There are endless columns and articles written to give very basic financial advice geared toward women. While the advice is still good, these unexciting tips begin to sound like antiquated rules, which quite frankly, most of us are tired of hearing. Yes, we know we need to have an emergency fund, set financial goals, spend less money, pay off debts and save. We are reminded annually to check our credit score and create a budget. Again, all good points, but women demand grander advice and a strategic processes. Let’s add a refreshing twist to these old rules.
Six financial tips for women today:
- Become involved in the management of your money. Retain control of your hard earned and saved dollars. Do not blindly turn this money over to your spouse to manage and assume your spouse understands your goals. Your husband’s view of the future and retirement may look drastically differently from yours. At a minimum, work as a team to handle household finances.
- Discuss openly what you demand from your future and savings. Make a list of your individual or combined financial goals and objectives and then PRIORITIZE them. Does the sports car or vacation home take priority? Do we want to focus on traveling, home improvements or both? Continue to peel back the layer of each goal to truly synthesize it. Give each goal an estimated cost and value. Next, formulate an action plan for accomplishment.
- Discover your investment personality. Yes, you can align your investments with your values. This can range from socially responsible investing in green companies to buying stock in corporations that are charitable in nature. If providing education to children in developing countries is something you are passionate about, consider ways to align your personal passion with your investment initiatives.

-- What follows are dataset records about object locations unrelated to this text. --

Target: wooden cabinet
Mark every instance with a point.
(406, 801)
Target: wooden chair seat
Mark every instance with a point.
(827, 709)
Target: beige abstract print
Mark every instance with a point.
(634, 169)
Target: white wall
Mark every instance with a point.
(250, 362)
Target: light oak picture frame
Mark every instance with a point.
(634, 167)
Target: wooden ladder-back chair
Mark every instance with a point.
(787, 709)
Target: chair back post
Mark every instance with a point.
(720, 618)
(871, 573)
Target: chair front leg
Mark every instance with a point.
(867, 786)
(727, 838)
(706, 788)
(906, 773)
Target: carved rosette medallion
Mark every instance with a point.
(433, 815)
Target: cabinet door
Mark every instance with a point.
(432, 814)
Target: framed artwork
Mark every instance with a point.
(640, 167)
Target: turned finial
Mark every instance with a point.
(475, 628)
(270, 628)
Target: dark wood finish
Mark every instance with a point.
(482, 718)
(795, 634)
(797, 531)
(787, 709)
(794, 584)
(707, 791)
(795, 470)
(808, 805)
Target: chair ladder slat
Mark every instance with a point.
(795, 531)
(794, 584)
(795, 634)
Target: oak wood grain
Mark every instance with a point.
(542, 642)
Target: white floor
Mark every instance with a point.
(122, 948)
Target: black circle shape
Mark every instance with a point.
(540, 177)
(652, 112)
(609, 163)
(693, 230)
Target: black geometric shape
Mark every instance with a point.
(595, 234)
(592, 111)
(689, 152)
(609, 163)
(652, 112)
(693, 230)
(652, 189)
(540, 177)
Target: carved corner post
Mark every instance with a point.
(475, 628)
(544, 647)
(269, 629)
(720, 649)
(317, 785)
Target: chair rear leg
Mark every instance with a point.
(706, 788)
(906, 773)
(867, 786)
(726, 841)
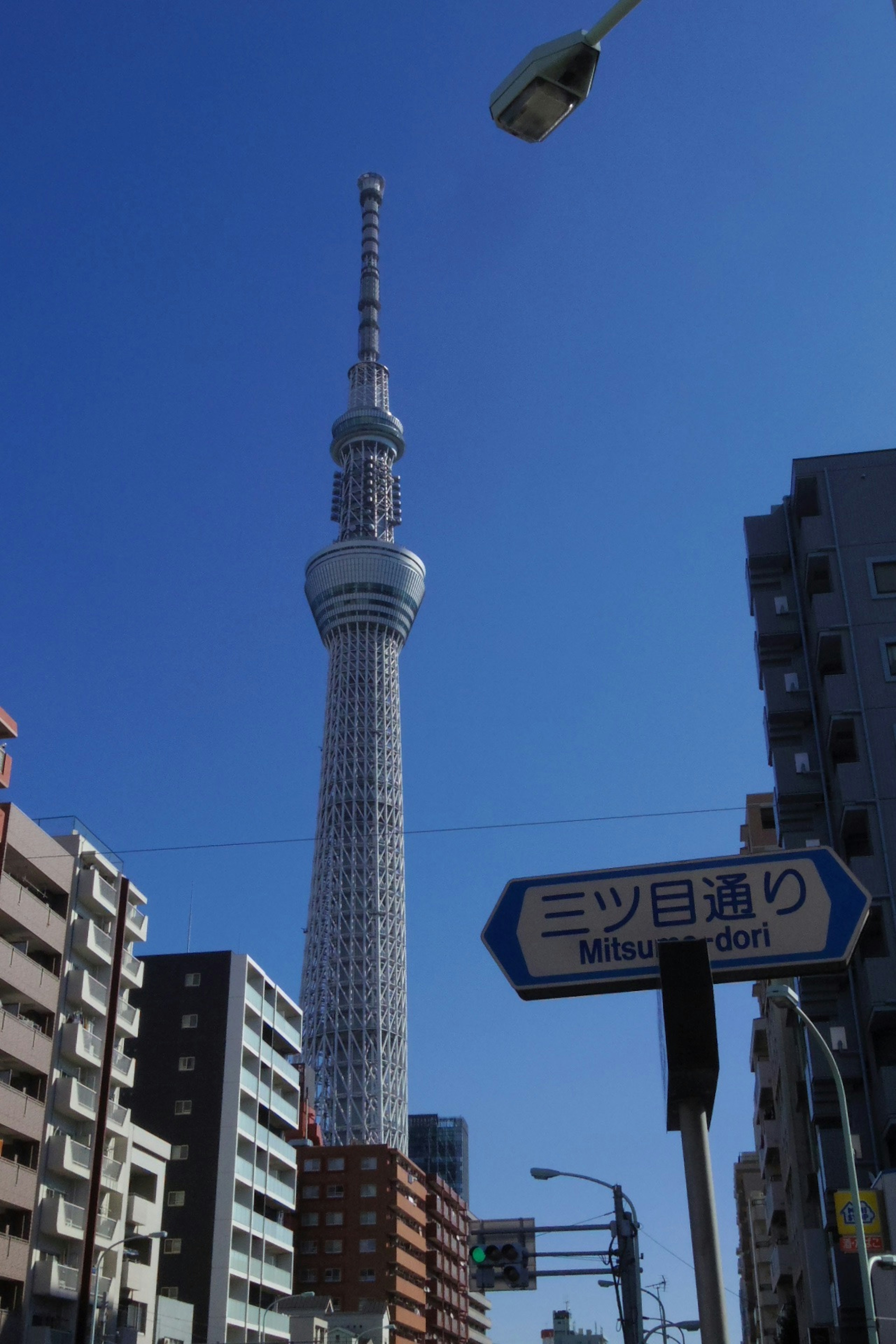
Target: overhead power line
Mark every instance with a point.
(440, 831)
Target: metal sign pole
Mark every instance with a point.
(704, 1228)
(692, 1060)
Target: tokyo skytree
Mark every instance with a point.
(365, 593)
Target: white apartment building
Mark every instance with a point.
(85, 1017)
(217, 1077)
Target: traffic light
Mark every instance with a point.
(500, 1265)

- College Savings is Secondary to Retirement Savings. This point strikes a bit of controversy as placing our children’s needs behind our own goes against the grain. However, when planning and saving for the future, this is the rule. If you can save for both retirement and college simultaneously, great. If not, remember there are financial aid and loan options for college – not retirement.
- Negotiate a sizeable raise. If you don’t ask the answer is no. Do not assume that your boss is aware of all the value you have added. Highlight your contributions and negotiate a raise. Remember to start your discussion with a high number. It demonstrates confidence in yourself and your abilities. It commands respect and a more thorough discussion.
- Do not fear success. Many women have a secret fear of being financially successful. You have worked tremendously hard to build an amazing life for you and your family. Be proud of your accomplishments and let the world know how amazing and valuable you are.